All testing ran on a single RTX 5070 (12GB VRAM). Zero cloud. Zero API costs.
The Problem
Cloud-scale attacker models (DeepSeek-V3.2 at 671B params, Qwen 3.5 at 397B, Gemma 4 at 31B) were breaching our 8-agent local swarm at will. The defenders — mostly 1.2B parameter models — couldn’t match the attackers’ sophistication. Starting defense rate: 53%.

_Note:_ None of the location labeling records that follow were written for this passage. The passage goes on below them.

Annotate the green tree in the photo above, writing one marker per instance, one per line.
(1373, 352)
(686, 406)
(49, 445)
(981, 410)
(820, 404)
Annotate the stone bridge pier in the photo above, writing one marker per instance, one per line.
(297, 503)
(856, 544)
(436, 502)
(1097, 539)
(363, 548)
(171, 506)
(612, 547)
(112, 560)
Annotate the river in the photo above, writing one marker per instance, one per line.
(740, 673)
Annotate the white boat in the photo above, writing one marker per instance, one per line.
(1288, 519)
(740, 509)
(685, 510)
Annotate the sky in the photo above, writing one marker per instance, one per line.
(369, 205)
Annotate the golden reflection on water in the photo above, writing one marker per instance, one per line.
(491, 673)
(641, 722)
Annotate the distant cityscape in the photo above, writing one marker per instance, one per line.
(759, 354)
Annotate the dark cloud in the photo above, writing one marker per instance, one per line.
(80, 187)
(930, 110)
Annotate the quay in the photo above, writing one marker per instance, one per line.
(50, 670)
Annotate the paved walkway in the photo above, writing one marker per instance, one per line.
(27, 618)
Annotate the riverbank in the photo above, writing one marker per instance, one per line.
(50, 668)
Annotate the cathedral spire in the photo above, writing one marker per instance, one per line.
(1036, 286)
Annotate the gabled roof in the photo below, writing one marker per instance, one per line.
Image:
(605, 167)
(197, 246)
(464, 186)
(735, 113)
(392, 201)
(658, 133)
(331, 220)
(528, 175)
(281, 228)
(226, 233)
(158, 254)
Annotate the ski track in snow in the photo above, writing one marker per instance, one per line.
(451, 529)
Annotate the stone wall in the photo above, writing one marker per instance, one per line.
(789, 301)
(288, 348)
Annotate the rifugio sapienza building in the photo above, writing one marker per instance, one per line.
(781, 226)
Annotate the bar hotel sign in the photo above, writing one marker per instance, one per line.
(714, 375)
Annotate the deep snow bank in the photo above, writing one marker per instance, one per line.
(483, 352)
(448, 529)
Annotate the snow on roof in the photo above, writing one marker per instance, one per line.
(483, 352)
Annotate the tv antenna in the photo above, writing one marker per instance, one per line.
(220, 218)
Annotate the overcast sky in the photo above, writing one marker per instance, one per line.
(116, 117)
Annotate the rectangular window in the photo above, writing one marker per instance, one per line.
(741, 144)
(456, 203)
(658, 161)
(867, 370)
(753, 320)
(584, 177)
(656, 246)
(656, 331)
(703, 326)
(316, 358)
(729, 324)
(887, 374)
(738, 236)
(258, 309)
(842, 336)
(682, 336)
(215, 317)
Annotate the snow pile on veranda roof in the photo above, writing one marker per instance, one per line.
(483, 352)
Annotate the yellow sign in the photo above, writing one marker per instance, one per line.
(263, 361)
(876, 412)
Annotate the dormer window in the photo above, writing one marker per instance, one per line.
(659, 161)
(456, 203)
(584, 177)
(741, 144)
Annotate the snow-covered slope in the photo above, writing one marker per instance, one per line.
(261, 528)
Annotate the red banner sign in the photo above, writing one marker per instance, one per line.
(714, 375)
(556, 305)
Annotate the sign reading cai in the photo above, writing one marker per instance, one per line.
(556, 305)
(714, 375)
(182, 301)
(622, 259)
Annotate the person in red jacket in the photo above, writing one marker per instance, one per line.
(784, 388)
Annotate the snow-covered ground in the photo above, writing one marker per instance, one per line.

Four Iterations of Hardening
v6.0: Baseline — 53% Defense
| Category | Rate |
|---|---|
| authority_escalation | 41% |
| prompt_injection | 44% |
| logic_bomb | 55% |
| context_poisoning | 63% |
| social_engineering | 63% |
Problem identified: The auditor model (llama-tulu3-8b) didn’t exist in our Ollama registry. Defenders were failing silently.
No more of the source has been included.